Figure 5. Histological features in T cell depleted (DEPL-group) intermediate rejectors compatible with chronic rejection as established by Banff score (boxes represent scale bars)

(i) Glomerular basement membrane duplication is compatible with cg1 glomerulopathy (arrow); Mesangial expansion was present in some glomeruli, considered mm1 for purposes of Banff scoring (double arrow) (PAS). (ii) Focal tubular atrophy was present, compatible with a Banff ct1 score (PAS). (iii) Arteritis is superimposed upon arterial intimal thickening leading to at least moderate stenosis of the arterial lumen, considered cv2 for purposes of Banff scoring (Trichrome). (iv) Areas of interstitial fibrosis/scarring are present, considered Banff ci1 overall (arrow), accompanied by admixed tubular atrophy and adjacent arteritis (*) (Trichrome). cg, allograft glomerulopathy (Banff score); mm, mesangial matrix increase (Banff score); cv, vascular fibrous intimal thickening (Banff score); ci, interstitial fibrosis (Banff score).

Figure 6. Posttransplant DSA, correlation with kidney function and memory B cells in sensitized NHP with T cell depleting induction - DEPL-group (for gating strategy see Supplemental figure 3)
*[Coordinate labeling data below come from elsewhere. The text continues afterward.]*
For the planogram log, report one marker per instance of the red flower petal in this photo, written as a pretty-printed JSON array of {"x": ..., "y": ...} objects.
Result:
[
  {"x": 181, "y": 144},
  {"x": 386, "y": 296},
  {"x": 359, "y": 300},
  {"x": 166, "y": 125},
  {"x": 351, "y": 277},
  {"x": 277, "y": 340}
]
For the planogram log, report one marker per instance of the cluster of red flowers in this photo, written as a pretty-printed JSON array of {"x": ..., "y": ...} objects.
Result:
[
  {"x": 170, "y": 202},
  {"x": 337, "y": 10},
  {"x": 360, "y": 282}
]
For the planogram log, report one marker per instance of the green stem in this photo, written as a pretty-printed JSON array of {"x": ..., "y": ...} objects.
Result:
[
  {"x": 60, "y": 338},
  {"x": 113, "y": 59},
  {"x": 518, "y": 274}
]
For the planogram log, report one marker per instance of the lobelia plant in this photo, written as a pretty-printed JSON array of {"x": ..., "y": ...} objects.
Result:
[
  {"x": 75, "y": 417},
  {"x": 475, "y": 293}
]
(A) DSA level at transplant, early (n=3)versus intermediate (n=3) rejectors: early rejectors were found to have higher DSA at transplant than intermediate rejectors in B cell flow crossmatch (BFXM), no significant difference in T cell flow crossmatch (TFXM). B) DSA course over posttransplant period, curve ends at sacrifice; early rejectors in red: DSA rebound was common within days after transplantation, early rejectors failed at the first peak. C) Correlation of BFXM with creatinine and BUN readings (linear model; BFXM vs. serum creatinine and BUN respectively: parallel lines fitted for each subject): increase/decrease in DSA measured by BFXM were well correlated with increases/decreases in serum creatinine and BUN. D) Changes in proportions of naïve (CD20⁺CD27⁻IgD⁺) and memory (CD20⁺CD27⁺IgD⁻) B cell subtypes and Ki67 marker expression in these subtypes posttransplant (one-way ANOVA with Dunnett’s test; * significance in Dunnett’s test). Memory B cells increased at the cost of naïve B cells posttransplant, a maximum in proliferation by Ki67-expression was found at time point week 4/5. N, number of monkeys available for analysis; DSA, Donor specific antibody; NHP, nonhuman primates; BUN, blood urea nitrogen.
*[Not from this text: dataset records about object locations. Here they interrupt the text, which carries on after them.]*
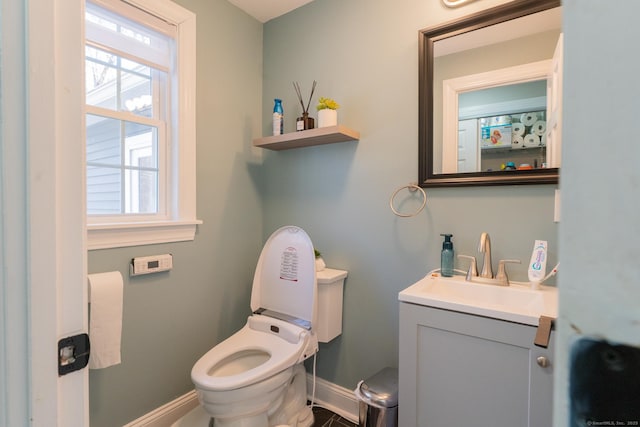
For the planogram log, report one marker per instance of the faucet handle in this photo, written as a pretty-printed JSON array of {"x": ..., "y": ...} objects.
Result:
[
  {"x": 473, "y": 267},
  {"x": 501, "y": 276}
]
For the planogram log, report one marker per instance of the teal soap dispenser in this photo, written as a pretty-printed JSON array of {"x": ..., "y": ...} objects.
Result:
[{"x": 446, "y": 256}]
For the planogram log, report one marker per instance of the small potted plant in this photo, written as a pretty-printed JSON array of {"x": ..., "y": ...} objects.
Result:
[{"x": 327, "y": 112}]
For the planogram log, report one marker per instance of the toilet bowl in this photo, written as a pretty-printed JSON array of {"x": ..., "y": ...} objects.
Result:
[{"x": 255, "y": 378}]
Figure 7. T cell subtypes and T follicular helper cells in sensitized NHP with T cell depleting induction - DEPL-group (for gating strategy see Figure S3)

(A) Reconstitution of T cell repertoire in peripheral blood after T cell depletion: shift from naïve cells to memory cell subtypes (one-way ANOVA with Dunnett’s test; *significance in Dunnett’s test; week 1 was excluded in CD8 analysis due to lack of cells). (B) T cell subtypes in lymph nodes pretransplant and at sacrifice: reconstitution favored memory cell subtypes at 4–6 weeks. (C) Comparison of CD4⁺PD1^high cells and CD4⁺PD1^highCXCR5⁺ICOS⁺ cells between pretransplant and sacrifice time points in lymph nodes; week 1: no change in early rejectors, week 4–6: increase in intermediate rejectors. (D) Germinal center staining: in B cell follicles germinal center area and frequency increased at sacrifice compared to the pretransplant time point (t-test). N, number of monkeys available for analysis; NHP, non-human primates.